“No, Sir.” Wang smiled back, but her own surprise—at the strength of his reaction, as much as at the news itself—still showed in her blue eyes. “I don’t think anyone would be, under these circumstances.”

“Maybe not, but there’s going to be hell to pay over this one,” he told her, completely unnecessarily. He wondered if he’d said it because he still hadn’t recovered his mental balance.

“Get hold of Wodoslawski, Abruzzi, MacArtney, Quartermain, and Rajampet,” he went on. “I want them here in Conference One in one hour.”

“Sir, Admiral Rajampet is meeting with that delegation from the AG’s office and—”

“I don’t care who he’s meeting with,” Kolokoltsov said flatly. “Just tell him to be here.”

“Yes, sir. Ah, may I tell him why the meeting is so urgent?”

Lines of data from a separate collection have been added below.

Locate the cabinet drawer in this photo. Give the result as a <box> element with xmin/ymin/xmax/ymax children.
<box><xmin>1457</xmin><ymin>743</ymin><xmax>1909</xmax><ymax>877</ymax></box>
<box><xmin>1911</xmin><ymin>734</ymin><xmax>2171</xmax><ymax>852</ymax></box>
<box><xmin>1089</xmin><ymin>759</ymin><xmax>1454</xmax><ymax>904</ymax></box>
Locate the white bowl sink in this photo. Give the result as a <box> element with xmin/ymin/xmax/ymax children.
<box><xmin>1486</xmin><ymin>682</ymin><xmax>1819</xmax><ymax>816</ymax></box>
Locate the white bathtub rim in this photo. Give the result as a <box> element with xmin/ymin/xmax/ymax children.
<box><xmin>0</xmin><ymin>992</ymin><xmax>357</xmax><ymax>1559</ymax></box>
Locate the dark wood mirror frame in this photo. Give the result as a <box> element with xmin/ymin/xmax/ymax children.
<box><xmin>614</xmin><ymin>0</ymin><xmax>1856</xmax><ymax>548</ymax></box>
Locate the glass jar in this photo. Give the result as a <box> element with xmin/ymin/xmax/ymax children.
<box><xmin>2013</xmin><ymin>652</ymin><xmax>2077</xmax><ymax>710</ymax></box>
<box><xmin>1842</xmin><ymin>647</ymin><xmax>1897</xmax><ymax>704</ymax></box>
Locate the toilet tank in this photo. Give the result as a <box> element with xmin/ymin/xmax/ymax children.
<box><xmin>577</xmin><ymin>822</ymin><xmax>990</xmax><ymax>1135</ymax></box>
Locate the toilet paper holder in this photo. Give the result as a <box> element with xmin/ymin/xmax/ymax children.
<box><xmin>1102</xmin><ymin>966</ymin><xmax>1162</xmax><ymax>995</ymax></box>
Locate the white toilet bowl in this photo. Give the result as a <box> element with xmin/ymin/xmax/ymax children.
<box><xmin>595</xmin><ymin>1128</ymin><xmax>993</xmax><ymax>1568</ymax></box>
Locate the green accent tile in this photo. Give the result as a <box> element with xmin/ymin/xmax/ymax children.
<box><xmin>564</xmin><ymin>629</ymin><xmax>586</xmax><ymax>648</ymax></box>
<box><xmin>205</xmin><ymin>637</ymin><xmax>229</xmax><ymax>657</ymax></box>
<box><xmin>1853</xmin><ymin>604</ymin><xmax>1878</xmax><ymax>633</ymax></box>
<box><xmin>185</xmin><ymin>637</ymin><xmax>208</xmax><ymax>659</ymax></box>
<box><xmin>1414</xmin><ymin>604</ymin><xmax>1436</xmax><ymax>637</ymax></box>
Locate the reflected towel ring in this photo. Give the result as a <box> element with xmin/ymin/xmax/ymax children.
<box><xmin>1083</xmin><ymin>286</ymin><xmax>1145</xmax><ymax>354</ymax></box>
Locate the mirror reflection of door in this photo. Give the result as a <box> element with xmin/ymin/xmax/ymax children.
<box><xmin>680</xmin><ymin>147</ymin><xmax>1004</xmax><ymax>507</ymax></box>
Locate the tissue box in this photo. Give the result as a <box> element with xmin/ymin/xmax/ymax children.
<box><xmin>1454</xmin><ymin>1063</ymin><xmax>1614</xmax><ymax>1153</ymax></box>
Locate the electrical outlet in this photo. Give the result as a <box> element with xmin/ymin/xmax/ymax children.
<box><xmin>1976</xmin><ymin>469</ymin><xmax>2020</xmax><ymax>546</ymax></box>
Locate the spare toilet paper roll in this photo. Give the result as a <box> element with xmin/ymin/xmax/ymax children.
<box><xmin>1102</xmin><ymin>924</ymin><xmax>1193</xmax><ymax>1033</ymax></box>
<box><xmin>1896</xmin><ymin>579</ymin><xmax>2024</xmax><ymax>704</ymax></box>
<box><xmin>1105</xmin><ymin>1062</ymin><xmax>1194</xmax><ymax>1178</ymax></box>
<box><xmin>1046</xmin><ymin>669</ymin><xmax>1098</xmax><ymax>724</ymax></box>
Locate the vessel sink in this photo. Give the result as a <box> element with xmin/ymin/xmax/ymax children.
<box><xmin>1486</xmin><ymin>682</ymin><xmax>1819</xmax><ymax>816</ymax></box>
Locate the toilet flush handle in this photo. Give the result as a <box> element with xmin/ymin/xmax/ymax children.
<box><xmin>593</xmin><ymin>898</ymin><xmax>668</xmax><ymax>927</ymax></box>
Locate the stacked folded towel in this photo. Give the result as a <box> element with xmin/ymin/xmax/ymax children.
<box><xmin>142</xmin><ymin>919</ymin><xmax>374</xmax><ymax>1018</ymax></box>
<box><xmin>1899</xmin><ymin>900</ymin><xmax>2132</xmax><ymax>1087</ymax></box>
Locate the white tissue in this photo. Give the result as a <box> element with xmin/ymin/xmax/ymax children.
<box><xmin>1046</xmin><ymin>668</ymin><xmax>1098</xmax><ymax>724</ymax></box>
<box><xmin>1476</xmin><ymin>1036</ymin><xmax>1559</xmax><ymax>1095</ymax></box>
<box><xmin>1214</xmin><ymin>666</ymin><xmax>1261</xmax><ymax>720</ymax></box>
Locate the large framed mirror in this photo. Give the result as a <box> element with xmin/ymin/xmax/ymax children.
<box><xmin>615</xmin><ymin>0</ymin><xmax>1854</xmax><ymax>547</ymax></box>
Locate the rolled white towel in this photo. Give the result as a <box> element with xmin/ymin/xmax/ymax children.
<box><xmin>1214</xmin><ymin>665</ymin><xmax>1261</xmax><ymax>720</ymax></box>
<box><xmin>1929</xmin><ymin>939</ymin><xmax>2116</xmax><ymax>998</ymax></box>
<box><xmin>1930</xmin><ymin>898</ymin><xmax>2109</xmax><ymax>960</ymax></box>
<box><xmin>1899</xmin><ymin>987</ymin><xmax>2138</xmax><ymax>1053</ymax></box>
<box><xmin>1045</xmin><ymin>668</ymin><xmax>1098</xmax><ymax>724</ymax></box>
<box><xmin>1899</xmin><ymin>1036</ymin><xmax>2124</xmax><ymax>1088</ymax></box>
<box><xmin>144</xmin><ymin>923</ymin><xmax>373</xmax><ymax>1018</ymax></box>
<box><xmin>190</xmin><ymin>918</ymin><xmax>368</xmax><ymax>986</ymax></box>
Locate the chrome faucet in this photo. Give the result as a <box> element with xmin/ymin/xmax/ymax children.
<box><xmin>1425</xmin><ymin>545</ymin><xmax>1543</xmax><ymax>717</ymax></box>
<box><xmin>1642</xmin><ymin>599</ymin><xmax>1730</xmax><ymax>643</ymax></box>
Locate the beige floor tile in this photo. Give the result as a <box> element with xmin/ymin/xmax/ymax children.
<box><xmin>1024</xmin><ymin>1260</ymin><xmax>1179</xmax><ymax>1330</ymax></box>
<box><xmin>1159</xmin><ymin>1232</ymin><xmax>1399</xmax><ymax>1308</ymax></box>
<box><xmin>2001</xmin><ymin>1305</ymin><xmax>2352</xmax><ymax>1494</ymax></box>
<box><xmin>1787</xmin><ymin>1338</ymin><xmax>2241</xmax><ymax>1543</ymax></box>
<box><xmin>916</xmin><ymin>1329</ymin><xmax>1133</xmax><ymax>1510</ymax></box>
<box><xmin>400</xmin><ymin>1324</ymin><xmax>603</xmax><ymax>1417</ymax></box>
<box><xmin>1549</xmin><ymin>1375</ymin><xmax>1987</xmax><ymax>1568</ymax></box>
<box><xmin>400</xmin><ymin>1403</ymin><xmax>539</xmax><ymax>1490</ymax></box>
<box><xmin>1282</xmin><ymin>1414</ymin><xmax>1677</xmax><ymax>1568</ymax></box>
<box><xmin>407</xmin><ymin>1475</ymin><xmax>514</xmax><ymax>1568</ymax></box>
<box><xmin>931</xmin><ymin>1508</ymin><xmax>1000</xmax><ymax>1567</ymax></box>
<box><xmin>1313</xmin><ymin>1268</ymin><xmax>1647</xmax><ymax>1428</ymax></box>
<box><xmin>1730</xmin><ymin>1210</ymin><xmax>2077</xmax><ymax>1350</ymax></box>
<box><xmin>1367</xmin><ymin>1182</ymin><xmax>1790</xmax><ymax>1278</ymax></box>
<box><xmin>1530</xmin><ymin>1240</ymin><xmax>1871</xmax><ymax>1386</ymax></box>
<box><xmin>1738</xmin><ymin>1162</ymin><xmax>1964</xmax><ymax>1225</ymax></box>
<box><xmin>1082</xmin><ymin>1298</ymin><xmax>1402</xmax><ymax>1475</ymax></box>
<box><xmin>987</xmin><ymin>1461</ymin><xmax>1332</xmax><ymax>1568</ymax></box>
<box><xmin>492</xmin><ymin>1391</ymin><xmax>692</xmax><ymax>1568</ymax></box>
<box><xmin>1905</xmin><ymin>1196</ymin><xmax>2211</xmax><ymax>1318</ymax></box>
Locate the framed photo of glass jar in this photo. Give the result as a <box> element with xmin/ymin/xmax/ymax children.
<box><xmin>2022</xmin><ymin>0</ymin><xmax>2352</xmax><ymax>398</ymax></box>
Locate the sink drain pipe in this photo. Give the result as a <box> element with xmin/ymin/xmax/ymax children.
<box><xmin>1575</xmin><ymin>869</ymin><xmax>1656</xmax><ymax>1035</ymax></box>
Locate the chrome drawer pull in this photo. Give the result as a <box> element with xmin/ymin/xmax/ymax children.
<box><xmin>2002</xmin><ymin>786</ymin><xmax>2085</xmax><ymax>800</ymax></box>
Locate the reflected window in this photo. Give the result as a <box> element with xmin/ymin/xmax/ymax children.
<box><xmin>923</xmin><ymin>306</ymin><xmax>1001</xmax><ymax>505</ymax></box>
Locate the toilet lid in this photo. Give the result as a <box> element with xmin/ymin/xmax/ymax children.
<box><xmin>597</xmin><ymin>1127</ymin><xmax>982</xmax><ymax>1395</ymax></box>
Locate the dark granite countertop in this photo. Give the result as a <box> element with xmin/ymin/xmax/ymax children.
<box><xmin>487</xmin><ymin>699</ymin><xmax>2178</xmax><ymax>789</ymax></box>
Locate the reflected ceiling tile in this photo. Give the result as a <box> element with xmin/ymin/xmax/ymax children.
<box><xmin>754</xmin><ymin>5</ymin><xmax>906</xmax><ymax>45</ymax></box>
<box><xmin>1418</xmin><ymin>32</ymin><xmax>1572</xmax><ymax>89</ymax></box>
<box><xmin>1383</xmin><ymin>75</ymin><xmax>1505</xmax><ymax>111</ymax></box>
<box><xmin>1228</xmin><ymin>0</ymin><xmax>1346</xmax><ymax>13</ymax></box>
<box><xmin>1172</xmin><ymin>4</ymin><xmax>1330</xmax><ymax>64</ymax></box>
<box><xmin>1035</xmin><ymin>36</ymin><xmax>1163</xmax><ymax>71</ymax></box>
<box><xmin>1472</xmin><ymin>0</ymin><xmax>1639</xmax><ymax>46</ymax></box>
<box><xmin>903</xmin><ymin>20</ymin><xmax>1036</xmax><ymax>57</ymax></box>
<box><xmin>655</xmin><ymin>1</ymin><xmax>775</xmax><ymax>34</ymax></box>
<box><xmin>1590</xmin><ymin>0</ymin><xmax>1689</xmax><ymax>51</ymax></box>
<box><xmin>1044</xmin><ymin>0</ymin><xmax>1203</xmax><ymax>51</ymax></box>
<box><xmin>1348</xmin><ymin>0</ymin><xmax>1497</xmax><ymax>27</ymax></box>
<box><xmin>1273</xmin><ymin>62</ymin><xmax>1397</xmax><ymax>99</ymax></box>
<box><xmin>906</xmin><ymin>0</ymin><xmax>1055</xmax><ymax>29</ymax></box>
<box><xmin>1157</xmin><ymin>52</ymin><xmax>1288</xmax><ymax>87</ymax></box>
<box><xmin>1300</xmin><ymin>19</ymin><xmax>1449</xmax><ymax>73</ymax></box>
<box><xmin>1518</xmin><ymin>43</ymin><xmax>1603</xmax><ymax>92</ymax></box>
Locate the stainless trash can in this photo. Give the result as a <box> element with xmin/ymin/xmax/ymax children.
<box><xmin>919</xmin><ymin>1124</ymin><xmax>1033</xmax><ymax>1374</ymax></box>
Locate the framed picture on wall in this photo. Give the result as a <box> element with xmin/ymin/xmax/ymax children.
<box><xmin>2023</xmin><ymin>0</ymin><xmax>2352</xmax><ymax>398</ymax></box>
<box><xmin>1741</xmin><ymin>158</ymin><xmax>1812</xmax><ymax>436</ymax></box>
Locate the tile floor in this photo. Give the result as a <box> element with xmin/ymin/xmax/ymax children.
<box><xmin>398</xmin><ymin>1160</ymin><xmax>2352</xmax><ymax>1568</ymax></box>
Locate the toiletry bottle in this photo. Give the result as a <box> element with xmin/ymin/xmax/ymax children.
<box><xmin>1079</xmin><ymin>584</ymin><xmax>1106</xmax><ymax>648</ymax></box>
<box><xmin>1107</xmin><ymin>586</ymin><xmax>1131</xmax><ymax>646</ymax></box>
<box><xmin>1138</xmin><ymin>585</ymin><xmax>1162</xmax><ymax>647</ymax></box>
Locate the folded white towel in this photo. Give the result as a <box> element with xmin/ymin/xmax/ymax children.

“No.” Kolokoltsov smiled thinly. “If the Manties are telling the truth, I don’t want him turning up with any prepared comments. This one’s too important for that kind of nonsense.”

* * *

“So what’s this all about, anyway?” Fleet Admiral Rajampet Kaushal Rajani demanded as he strode into the conference room. He was the last to arrive—a circumstance Kolokoltsov had taken some care to arrange.

Rajampet was a small, wiry man, with a dyspeptic personality, well suited to his almost painfully white hair and deeply wrinkled face. Although he remained physically spry and mentally alert, he was a hundred and twenty-three years old, which made him one of the oldest human beings alive. Indeed, when the original first-generation prolong therapy was initially developed, he’d missed being too old for it by less than five months.

He’d also been an officer in the Solarian League Navy since he was nineteen, although he hadn’t held a space-going command in over half a T-century, and he was rather proud of the fact that he did not suffer fools gladly. (Of course, most of the rest of the human race was composed almost exclusively of fools, in his considered opinion, but Kolokoltsov could hardly quibble with him on that particular point.) Rajampet was also a formidable force within the Solarian League’s all-powerful bureaucratic hierarchy, although he fell just short of the very uppermost niche.